Quando falamos de investimentos em P&D, é necessário separar o P (de pesquisa) do D (de desenvolvimento). Um dos maiores desafios do Brasil é justamente como consolidar o caminho de uma etapa a outra. Os investimentos para pesquisa em ciência básica são feitos com verbas públicas, no mundo todo; há vasta literatura sobre o assunto. Já com relação às pesquisas aplicadas ao desenvolvimento de determinados produtos existe, em geral, complementaridade entre gasto governamental e recursos privados; a proporção de cada um varia de um país a outro.

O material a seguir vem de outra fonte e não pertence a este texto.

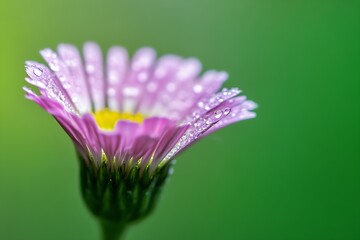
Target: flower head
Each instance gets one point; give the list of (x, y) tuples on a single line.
[(128, 118)]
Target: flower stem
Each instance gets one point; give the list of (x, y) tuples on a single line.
[(112, 230)]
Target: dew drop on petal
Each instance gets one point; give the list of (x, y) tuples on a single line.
[(37, 71), (226, 111), (217, 114)]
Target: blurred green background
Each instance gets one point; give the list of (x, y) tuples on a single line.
[(291, 173)]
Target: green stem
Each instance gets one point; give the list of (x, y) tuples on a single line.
[(112, 230)]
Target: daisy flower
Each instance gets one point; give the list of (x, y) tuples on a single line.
[(129, 118)]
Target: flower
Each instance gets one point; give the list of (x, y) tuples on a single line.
[(129, 118)]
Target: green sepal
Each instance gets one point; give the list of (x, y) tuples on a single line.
[(120, 195)]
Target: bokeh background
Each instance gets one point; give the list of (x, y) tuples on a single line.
[(291, 173)]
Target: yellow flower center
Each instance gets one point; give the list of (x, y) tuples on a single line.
[(107, 119)]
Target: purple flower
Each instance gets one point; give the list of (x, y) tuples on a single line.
[(134, 113)]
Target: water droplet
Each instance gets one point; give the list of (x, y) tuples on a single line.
[(197, 88), (226, 111), (217, 114), (54, 67), (37, 71)]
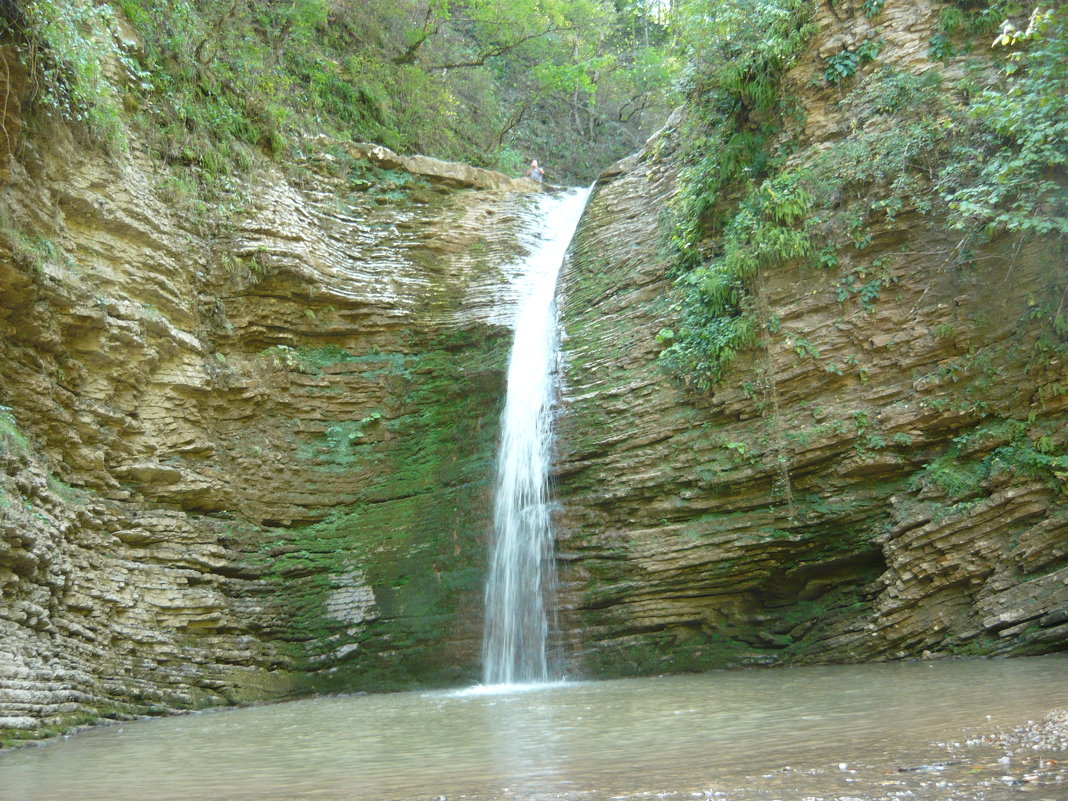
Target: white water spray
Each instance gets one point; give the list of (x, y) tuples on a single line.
[(520, 586)]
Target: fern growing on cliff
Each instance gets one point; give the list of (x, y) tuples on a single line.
[(738, 53)]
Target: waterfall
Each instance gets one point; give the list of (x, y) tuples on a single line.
[(520, 586)]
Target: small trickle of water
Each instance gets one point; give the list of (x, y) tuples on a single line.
[(520, 585)]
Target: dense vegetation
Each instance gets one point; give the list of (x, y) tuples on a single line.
[(217, 83), (987, 154)]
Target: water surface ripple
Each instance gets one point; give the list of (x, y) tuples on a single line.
[(851, 732)]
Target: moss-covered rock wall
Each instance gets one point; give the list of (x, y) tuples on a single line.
[(246, 453), (880, 471)]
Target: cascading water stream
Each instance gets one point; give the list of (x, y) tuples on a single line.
[(521, 581)]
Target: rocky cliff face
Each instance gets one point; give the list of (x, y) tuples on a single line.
[(248, 459), (873, 481)]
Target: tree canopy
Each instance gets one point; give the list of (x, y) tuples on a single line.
[(575, 83)]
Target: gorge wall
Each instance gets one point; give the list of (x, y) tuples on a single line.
[(248, 453), (878, 477), (246, 459)]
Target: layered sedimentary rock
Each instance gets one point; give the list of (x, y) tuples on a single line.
[(873, 481), (246, 459)]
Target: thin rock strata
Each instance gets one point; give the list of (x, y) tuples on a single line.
[(858, 486), (252, 459)]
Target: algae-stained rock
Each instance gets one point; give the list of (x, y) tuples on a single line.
[(876, 478), (251, 460)]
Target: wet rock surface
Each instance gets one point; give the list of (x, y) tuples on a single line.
[(856, 488), (247, 460)]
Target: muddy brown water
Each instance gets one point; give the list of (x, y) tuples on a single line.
[(904, 731)]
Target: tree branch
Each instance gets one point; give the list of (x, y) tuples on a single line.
[(499, 49)]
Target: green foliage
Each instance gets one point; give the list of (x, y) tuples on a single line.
[(1006, 444), (12, 440), (69, 47), (737, 55), (845, 63), (873, 8), (1009, 173)]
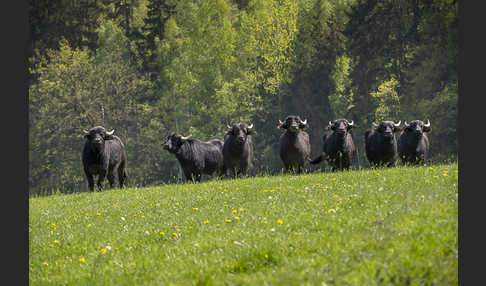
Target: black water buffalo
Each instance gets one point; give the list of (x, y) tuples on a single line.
[(238, 148), (196, 157), (413, 142), (381, 143), (103, 155), (294, 143), (338, 148)]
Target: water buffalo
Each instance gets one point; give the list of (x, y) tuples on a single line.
[(294, 143), (381, 143), (238, 148), (413, 142), (196, 157), (338, 149), (103, 155)]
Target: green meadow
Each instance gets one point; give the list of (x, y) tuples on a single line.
[(394, 226)]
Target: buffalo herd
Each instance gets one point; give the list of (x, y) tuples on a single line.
[(104, 153)]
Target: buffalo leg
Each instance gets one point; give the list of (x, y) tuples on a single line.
[(90, 180), (101, 178), (122, 175)]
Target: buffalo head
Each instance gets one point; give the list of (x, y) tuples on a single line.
[(341, 126), (174, 143), (417, 127), (240, 131), (293, 123), (96, 136), (387, 128)]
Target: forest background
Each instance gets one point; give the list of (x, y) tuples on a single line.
[(149, 68)]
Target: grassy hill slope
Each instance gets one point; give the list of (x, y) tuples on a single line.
[(369, 227)]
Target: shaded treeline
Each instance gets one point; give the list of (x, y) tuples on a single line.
[(149, 68)]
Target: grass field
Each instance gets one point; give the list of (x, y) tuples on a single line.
[(394, 226)]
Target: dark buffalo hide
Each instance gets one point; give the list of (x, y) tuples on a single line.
[(238, 148), (381, 143), (103, 155), (338, 149), (196, 157), (413, 142), (294, 143)]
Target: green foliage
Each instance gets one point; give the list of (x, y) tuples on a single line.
[(149, 68), (392, 226), (341, 99), (388, 102)]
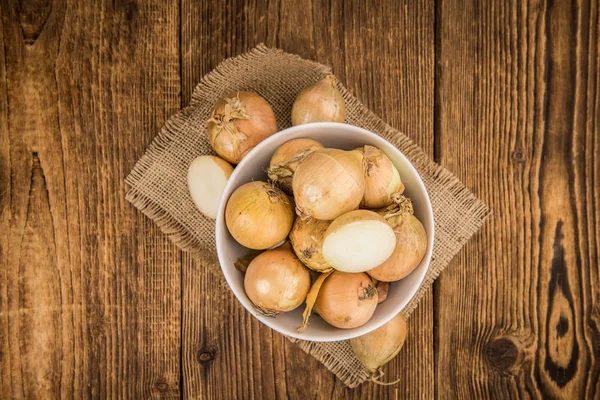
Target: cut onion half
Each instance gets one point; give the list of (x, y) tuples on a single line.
[(358, 241), (207, 177)]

No caso brasileiro, o governo, em suas diferentes esferas, investia entre 0,6% e 0,7% do PIB (Produto Interno Bruto) em pesquisa e desenvolvimento (até 2014). A maior parte desses recursos era para a ciência básica, com forte participação das universidades. Esse percentual é semelhante ao investimento do governo dos EUA e, inclusive, ao de Israel. A diferença é que, no Brasil, o gasto público representava, em 2014, cerca de 50% do investimento total em P&D, ao passo que, nos EUA e em Israel, esse percentual gira em torno de 20%. No entanto, países com níveis de desenvolvimento próximos ao do Brasil mantêm a mesma relação brasileira entre investimento público e privado.
A literatura especializada demonstra também que não existe inovação isolada, mas que bons resultados surgem da interação entre diferentes atores de um sistema. Nas universidades estão os saberes, as habilidades e os recursos humanos para as indústrias do futuro, que serão intensivas em conhecimento científico e tecnológico. A interação entre esse conhecimento e a indústria possibilita a produção de tecnologias de alto nível, que, por sua vez, conduzem à inovação. Isso é o que ocorre em países desenvolvidos, como mostra a experiência do Vale do Silício, nos EUA, tão conclamada pela mídia. É o encontro entre o conhecimento produzido nas universidades e os segmentos privados que abre caminhos para um novo modelo de desenvolvimento. Foi assim com inovações como o touch screen na indústria de celulares e é essa a lógica dos grandes projetos Mission Oriented nos EUA, que promovem a interação entre o Departamento de Defesa e a Indústria Armamentista, entre o National Health Service e a indústria farmacêutica, entre outros exemplos.
O esforço brasileiro em ciência básica já obteve resultados impressionantes. Em vinte anos, multiplicou-se por dez o número de nossas publicações em revistas científicas , tendo mais do que triplicado o impacto científico médio dessas publicações, segundo dados da Academia Brasileira de Ciências. Essa trajetória permitiu ao país alcançar a liderança científica em áreas como doenças tropicais, pouco exploradas por outros países, mas centrais para o bem-estar da população. Esses esforços também levaram ao sucesso na produção de aviões ou na exploração de petróleo, setor em que há forte interação entre laboratórios de pesquisa e desenvolvimentos privados e públicos.
No estágio atual de nossa área de P&D, pregar o investimento privado é aderir a um discurso mágico e pouco informado, que acredita na geração espontânea de investimentos privados em pesquisa. A experiência internacional contradiz essa tese. Países como Coreia, China e Estados Unidos, entre outros, mostram que o investimento público é condição necessária para o desenvolvimento, inclusive para atrair os investimentos privados. Se o Brasil quiser apostar em um novo modelo de desenvolvimento, mais afinado com as tendências de nosso tempo, não poderá abrir mão de sua estrutura pública de pesquisa.